The arrow of time symbolically chronicles increasingly ordered, complex systems that arose in turn throughout the history of the universe: particles, galaxies, stars, planets, chemicals, life, and culture. This is the opening page of a huge, interactive, multimedia cosmic evolution web site.

The arrow of time provides a convenient archetypical symbol for cosmic evolution. Seven major epochs are arrayed across 14 billion years of time—a compact collection of salient features of cosmic history from its fiery origins to the here and now. The arrow captures the sequence of events based on a large body of post-Renaissance observational and experimental data—a continuous thread of change from simplicity to complexity, from inorganic to organic, from chaos in the early universe to order more recently. Evolution, broadly considered, has become a powerful unifying factor in all of science, bridging numerous academic disciplines—including physics, astronomy, geology, chemistry, biology, and anthropology, among others—thus forging an interdisciplinary scientific story of epic proportions that includes every known class of structured object in our richly endowed universe.

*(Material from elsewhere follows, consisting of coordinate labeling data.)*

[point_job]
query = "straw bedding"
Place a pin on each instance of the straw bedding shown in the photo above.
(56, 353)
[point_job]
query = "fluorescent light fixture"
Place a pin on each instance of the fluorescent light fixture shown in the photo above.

Notable among quantitative efforts to describe cosmic evolution is the concept of energy flow through open, thermodynamic systems, including galaxies, stars, planets, and life forms. Information content is another potential metric to model the subject, though informational bits and bytes might be akin to energy acquired, stored, and expressed within ordered systems. The observed increase of energy rate density (energy/time/mass) among a whole host of ordered systems is one useful way to address the rise of complexity in an expanding universe that still obeys the cherished 2nd law of thermodynamics and thus continues to accumulate net entropy. As such, material systems—from buzzing bees and redwood trees to shining stars and thinking beings—are viewed as temporary, local islands of order in a vast, global sea of disorder.

Accordingly, biological evolution (or neo-Darwinism via natural selection) is a small, albeit important, subset of a more extensive evolutionary scheme stretching across all of space and all of time. Nothing entirely random pertains, as systems are “non-randomly eliminated” as unfit for their environments by dynamically mixing chance with necessity, or randomness with determinism, thereby deciding the winners and losers throughout Nature regardless of whether those systems are quarks or quasars, microbes or minds. Most contemporary researchers consider the term cosmic evolution as all-encompassing, thereby incorporating different types of evolutionary change within and among many temporal epochs:

  • Cosmic Evolution
    • Eras: physical evolution-->biological evolution-->cultural evolution
      • Epochs: particulate-->galactic-->stellar-->planetary-->chemical-->biological-->cultural.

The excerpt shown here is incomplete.